Venezuela: Merkwürdige Progressive, eine transnationale Reaktion und eine plebejische Kraft

Montag, 26. August 2024

 

(Das Folgende ist eine Fortsetzung von Venezuela: Warum das lange Warten? vom 13. 8. 24)

(zas, 26.8.24) Die Wahlkammer des Obersten Gerichts hat den Wahlsieg von Maduro am 22. August bestätigt. An der Zuständigkeit dieser Kammer zur Beantwortung der Frage, ob und von welcher Seite es Wahlbetrug gegeben habe, besteht kein Zweifel – zumindest, solange man sich an das venezolanische Wahlgesetz hält (Art. 195, 197 und 214). Gewissermassen auch an eine internationale Praxis: In einer Reihe von Ländern des Kontinents haben die zuständigen Justizorgane in der mehr oder weniger kurz zurückliegenden Vergangenheit das letzte Wort gehabt - Brasilien, Paraguay, Guatemala, Mexiko … um nicht auf die USA 2020 oder 2000 (Bush/Gore) zu sprechen zu kommen.

 

Das Geschwätz, dass diese Kammer sich unrechtmässig Kompetenzen aneigne, ist blöd, scheinheilig oder zynisch. Im Kern urteilt sie in einer 9-seitigen Resolution:

1. Bei der Wahl «wurde ein massiver Cyberangriff auf das Wahlsystem festgestellt, was einen offensichtlichen Verstoss gegen das Wahlsystem» darstellt. 

2. Von den 10 Präsidentschaftskandidaten sind 9 der bindenden Vorladung durch die Wahlkammer, höchste Instanz im Wahlsystem, gefolgt.
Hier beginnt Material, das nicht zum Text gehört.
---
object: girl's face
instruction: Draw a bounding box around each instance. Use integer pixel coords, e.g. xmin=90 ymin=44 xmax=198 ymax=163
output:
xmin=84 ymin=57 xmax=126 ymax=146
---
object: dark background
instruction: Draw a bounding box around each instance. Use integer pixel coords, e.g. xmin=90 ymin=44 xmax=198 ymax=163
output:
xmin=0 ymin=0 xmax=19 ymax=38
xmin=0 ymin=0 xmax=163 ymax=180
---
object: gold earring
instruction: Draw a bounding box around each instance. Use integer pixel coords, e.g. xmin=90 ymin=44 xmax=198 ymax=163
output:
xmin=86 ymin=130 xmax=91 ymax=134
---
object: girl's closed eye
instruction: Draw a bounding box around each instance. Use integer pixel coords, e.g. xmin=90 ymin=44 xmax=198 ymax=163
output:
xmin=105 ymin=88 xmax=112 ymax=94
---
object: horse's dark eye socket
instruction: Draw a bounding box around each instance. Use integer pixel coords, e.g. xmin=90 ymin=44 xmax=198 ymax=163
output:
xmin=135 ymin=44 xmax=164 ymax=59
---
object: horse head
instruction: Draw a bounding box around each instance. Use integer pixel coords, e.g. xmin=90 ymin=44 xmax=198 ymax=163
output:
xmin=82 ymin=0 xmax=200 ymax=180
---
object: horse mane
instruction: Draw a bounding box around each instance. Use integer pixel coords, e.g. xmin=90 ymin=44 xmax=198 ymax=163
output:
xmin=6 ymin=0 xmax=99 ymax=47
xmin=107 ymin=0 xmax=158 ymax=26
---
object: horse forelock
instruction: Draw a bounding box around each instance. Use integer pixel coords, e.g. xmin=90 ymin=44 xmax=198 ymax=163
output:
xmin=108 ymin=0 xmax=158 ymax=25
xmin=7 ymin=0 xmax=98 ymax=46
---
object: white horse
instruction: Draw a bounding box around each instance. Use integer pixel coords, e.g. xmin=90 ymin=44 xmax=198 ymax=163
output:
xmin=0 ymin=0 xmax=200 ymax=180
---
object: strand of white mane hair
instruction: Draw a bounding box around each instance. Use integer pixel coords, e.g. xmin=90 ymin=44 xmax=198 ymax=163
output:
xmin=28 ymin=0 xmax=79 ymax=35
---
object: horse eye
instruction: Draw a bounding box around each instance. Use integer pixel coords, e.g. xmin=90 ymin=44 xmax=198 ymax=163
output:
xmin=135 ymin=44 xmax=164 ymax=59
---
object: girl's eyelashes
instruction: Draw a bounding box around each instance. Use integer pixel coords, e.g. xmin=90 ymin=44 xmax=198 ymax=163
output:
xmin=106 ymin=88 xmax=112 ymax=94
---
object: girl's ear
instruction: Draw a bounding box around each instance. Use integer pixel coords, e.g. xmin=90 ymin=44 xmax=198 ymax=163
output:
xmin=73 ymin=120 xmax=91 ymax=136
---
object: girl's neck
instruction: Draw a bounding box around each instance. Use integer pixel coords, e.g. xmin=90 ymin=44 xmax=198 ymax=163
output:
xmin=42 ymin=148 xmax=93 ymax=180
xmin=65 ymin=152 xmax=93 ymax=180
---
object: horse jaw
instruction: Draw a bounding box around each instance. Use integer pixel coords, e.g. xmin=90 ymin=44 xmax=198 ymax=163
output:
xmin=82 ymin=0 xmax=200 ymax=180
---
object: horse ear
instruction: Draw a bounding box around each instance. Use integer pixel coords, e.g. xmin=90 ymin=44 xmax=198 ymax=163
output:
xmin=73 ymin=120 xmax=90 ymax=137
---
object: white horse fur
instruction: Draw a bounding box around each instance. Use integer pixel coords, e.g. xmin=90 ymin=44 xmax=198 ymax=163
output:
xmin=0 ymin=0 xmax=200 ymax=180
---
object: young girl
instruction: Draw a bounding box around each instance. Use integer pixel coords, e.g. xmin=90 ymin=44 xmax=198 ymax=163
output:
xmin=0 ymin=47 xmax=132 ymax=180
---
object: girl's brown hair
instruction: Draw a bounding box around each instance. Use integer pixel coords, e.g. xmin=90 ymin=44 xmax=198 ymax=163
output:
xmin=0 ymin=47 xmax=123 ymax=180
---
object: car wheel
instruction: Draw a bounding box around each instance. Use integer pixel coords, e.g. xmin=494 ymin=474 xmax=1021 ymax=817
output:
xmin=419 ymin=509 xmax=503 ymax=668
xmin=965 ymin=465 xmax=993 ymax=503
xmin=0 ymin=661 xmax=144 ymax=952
3. Nicht so Edmundo González von Bündnis PUD. Ebenso wenig übergab er «die Wahlakten [im Besitz der PUD], die Liste der Parteivertreter [in den Wahllokalen] oder andere Wahlunterlagen». Hochrangige weitere Vertreter der PUD sind zwar der Vorladung gefolgt, «übergaben aber keine mit dem Wahlprozess zusammenhängende Dokumente und argumentierten, sie hätten weder Wahlakten der Parteivertreter noch deren Listen und versicherten sogar, wie Audio- und Videoaufnahmen sowie Akten belegen, dass sie am Prozess der Sicherung der ihren Parteien zustehenden Wahlakten nicht beteiligt waren.»
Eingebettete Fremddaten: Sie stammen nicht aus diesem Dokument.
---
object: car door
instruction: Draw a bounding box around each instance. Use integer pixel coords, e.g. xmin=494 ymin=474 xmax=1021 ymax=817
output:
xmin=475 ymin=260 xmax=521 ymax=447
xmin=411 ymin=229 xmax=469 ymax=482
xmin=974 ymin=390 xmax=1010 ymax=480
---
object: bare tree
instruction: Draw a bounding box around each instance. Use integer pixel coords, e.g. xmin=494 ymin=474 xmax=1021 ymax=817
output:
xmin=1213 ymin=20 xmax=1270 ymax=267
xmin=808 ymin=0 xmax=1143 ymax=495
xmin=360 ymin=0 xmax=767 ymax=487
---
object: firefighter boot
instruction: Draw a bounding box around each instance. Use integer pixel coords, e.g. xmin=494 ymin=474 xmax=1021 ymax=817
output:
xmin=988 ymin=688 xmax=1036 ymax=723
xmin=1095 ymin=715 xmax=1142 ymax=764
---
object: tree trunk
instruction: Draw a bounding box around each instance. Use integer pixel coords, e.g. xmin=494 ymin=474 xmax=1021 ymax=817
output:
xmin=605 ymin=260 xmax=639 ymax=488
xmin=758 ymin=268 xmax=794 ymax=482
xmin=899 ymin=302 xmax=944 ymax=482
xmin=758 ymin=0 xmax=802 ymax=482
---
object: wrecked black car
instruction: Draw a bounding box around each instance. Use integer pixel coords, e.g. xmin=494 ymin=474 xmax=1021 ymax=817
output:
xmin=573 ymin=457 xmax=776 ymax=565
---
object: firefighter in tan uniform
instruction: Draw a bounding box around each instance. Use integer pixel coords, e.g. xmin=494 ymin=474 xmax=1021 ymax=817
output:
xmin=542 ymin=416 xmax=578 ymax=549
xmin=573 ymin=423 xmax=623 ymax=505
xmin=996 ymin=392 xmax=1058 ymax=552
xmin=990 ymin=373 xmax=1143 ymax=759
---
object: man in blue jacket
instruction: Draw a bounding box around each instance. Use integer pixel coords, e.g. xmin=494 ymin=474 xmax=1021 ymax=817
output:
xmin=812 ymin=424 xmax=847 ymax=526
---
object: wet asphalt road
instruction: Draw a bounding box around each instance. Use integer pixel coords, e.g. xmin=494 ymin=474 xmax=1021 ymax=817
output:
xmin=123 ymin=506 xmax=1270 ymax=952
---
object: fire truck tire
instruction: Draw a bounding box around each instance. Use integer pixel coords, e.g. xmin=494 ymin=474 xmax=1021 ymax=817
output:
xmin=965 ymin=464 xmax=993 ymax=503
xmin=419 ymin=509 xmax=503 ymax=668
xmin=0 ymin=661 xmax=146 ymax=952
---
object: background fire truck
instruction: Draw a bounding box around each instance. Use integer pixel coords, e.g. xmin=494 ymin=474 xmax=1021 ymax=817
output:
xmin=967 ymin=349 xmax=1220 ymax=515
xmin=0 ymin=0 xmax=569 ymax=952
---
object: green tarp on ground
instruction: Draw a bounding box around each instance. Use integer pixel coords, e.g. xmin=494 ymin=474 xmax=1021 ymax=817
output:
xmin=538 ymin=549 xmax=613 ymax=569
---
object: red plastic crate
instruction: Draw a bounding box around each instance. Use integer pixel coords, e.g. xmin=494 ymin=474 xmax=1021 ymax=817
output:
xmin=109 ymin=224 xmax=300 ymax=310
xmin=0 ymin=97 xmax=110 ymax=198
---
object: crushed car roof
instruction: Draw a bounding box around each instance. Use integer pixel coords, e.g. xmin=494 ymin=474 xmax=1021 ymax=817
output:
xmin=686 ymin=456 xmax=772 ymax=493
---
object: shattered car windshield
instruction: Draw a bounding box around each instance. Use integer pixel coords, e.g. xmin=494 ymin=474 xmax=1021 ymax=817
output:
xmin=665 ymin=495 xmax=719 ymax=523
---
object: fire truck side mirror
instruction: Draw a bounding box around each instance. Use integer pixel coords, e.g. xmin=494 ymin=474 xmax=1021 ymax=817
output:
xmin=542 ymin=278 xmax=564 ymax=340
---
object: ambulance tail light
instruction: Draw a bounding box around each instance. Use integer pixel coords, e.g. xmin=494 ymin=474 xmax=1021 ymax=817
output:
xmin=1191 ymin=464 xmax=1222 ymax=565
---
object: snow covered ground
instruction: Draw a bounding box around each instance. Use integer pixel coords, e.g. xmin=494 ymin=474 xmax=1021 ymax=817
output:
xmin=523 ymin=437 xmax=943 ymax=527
4. Am 20. August legten technisch-juristisch hochqualifizierte nationale und internationale Experten der Kammer das Ergebnis ihrer umfassenden Prüfung sowohl der elektronischen wie ausgedruckten Wahlunterlagen vor. Darauf gestützt, erklärt die Kammer den Sieg von Nicolás Maduro als unumstösslich.  Der Nationale Wahlrat CEN muss nun seiner Verpflichtung nachkommen, innerhalb von 30 Tagen nach den Wahlen die definitiven Resultate in der Gaceta Electoral zu veröffentlichen.
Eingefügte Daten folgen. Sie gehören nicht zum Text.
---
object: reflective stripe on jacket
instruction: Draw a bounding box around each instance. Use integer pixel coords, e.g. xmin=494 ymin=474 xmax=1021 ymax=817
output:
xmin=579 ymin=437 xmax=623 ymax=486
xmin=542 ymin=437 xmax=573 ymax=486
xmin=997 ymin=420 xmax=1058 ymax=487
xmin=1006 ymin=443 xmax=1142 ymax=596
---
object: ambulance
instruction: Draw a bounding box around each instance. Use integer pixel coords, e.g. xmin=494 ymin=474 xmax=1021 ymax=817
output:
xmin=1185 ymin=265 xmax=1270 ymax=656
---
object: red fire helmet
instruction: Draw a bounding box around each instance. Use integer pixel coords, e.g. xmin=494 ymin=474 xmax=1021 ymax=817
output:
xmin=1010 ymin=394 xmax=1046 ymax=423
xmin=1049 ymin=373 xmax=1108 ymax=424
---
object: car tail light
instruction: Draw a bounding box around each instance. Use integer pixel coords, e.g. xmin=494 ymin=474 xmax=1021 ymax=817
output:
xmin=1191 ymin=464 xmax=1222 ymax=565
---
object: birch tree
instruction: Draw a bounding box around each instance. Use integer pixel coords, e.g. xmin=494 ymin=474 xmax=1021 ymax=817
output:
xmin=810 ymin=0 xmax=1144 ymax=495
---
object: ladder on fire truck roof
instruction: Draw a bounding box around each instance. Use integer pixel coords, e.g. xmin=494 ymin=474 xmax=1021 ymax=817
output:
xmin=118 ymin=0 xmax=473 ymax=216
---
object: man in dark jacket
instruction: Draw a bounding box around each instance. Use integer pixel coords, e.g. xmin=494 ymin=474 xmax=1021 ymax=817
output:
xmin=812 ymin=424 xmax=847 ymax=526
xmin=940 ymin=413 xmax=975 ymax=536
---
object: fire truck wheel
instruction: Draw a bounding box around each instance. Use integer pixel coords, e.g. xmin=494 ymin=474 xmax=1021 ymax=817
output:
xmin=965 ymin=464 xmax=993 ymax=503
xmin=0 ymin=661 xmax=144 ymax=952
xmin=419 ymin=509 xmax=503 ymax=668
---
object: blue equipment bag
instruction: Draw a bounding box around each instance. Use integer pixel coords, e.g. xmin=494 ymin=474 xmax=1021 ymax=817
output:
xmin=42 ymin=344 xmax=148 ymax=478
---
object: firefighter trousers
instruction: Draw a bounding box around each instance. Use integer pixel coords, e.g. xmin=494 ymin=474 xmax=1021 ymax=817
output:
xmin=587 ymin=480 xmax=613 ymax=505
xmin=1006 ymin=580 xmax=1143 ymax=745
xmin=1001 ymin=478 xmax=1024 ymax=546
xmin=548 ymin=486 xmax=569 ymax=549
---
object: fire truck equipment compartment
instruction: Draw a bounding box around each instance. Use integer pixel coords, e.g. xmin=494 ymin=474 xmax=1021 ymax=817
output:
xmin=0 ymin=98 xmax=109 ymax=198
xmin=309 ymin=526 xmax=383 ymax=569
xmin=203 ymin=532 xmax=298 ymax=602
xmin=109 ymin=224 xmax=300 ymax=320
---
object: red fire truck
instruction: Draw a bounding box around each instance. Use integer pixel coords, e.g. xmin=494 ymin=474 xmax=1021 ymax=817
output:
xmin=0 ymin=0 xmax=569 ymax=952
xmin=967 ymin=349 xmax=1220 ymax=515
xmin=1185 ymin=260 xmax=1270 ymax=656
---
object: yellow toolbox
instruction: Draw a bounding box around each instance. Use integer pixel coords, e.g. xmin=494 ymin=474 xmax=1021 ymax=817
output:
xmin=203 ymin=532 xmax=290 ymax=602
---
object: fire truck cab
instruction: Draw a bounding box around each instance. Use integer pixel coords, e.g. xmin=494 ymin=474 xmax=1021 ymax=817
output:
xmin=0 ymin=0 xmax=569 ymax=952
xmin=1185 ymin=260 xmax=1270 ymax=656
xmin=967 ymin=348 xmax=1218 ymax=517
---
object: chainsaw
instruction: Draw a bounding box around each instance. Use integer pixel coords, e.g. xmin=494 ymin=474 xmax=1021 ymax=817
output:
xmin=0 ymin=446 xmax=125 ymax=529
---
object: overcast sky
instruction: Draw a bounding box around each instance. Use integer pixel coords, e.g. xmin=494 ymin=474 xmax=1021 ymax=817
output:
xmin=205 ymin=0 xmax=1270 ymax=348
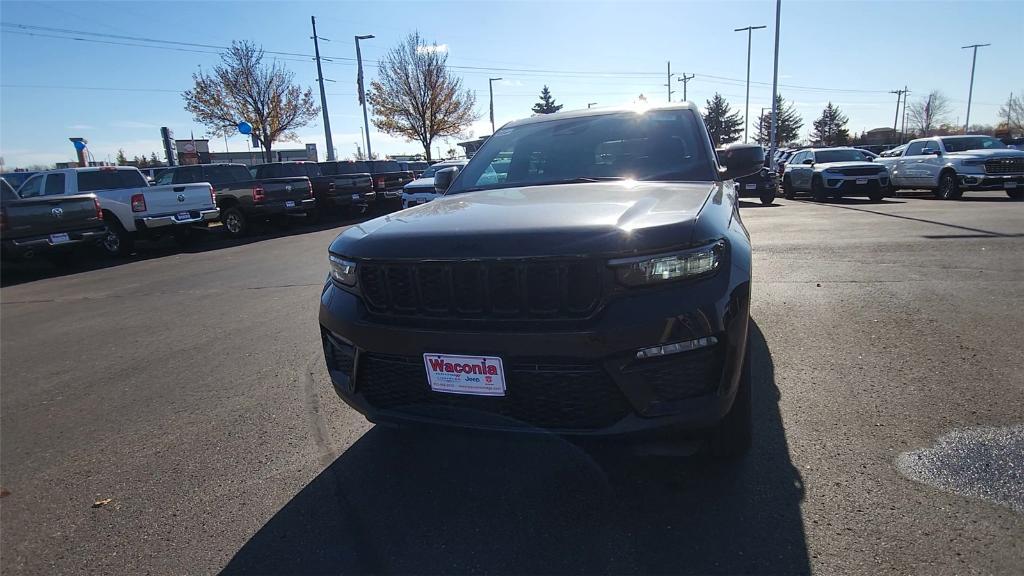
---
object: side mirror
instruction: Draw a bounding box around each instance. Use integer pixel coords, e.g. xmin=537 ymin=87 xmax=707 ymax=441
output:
xmin=717 ymin=145 xmax=765 ymax=180
xmin=434 ymin=166 xmax=459 ymax=194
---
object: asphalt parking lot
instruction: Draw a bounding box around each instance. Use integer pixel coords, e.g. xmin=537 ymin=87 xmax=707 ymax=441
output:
xmin=0 ymin=194 xmax=1024 ymax=574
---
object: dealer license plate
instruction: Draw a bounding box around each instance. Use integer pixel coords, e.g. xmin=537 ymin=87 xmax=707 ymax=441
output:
xmin=423 ymin=354 xmax=505 ymax=396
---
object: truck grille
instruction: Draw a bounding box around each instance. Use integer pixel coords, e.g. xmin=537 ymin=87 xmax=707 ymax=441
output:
xmin=359 ymin=260 xmax=602 ymax=319
xmin=985 ymin=158 xmax=1024 ymax=174
xmin=356 ymin=350 xmax=631 ymax=429
xmin=839 ymin=166 xmax=885 ymax=176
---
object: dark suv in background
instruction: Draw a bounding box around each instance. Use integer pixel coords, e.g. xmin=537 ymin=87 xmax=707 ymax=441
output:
xmin=319 ymin=105 xmax=764 ymax=455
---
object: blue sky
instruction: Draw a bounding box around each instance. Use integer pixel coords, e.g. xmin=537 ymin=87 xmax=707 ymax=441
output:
xmin=0 ymin=0 xmax=1024 ymax=169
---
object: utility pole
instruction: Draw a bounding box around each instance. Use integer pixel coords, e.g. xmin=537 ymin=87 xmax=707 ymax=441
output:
xmin=769 ymin=0 xmax=782 ymax=168
xmin=309 ymin=16 xmax=334 ymax=162
xmin=961 ymin=44 xmax=991 ymax=134
xmin=665 ymin=61 xmax=675 ymax=102
xmin=355 ymin=34 xmax=374 ymax=160
xmin=676 ymin=72 xmax=693 ymax=101
xmin=487 ymin=78 xmax=501 ymax=135
xmin=733 ymin=26 xmax=765 ymax=143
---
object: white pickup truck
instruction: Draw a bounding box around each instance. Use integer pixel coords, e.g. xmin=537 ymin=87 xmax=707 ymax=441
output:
xmin=874 ymin=135 xmax=1024 ymax=200
xmin=18 ymin=166 xmax=220 ymax=256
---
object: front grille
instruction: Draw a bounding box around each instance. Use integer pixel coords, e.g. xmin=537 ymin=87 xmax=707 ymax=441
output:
xmin=359 ymin=260 xmax=601 ymax=319
xmin=839 ymin=166 xmax=882 ymax=176
xmin=985 ymin=158 xmax=1024 ymax=174
xmin=625 ymin=345 xmax=724 ymax=402
xmin=356 ymin=354 xmax=631 ymax=429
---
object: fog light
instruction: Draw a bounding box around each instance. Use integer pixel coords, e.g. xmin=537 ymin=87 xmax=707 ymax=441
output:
xmin=637 ymin=336 xmax=718 ymax=360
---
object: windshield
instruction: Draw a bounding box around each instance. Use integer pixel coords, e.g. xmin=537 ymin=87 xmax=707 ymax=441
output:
xmin=449 ymin=110 xmax=715 ymax=194
xmin=814 ymin=150 xmax=864 ymax=164
xmin=942 ymin=136 xmax=1007 ymax=152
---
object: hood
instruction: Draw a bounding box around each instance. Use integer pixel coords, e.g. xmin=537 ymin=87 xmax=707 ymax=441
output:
xmin=945 ymin=148 xmax=1024 ymax=160
xmin=814 ymin=160 xmax=879 ymax=170
xmin=331 ymin=180 xmax=724 ymax=258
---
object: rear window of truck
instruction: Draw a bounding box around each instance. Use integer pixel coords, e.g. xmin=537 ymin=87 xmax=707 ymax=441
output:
xmin=78 ymin=170 xmax=150 ymax=192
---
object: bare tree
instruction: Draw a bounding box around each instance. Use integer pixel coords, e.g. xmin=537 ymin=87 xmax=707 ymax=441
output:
xmin=181 ymin=41 xmax=319 ymax=162
xmin=906 ymin=90 xmax=952 ymax=137
xmin=367 ymin=32 xmax=479 ymax=160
Soweit die Zusammenfassung des Urteils. Mehr als der eine zitierte Satz zum Thema Cyberangriff ist nicht zu haben. Die Veröffentlichung der definitiven Resultate steht unmittelbar bevor. Dazu unten mehr.

 

Chavistische Haltung 

Die chavistischen Regierungsinstanzen und Medien behandeln die Angelegenheit als abgeschlossenen Disput. Sie stützen sich damit auf den Fakt, dass die Versuche, mittels zu einem Putsch «einladenden» blutigen Strassenunruhen in den allerersten Nachwahltagen versandet sind. Sie wurden dieses Mal zwar von Youtube-Auftritten berüchtigter Bosse krimineller Strukturen unterstützt, deren Herzen in Liebe zu Freiheit und Demokratie entflammt waren. Aber im Gegensatz zu früheren derartigen Versuchen reagierten die Repressionskräfte dieses Mal schnell und verhafteten viele (angeblich rund 2000) an den Unruhen Beteiligte. Auch eine auf den 17. August angesagte rechte «Grossdemonstration» konnte die Geister nicht mehr beflügeln – im Vergleich zu den gleichzeitigen chavistischen Mobilisierungen fiel sie recht kläglich aus.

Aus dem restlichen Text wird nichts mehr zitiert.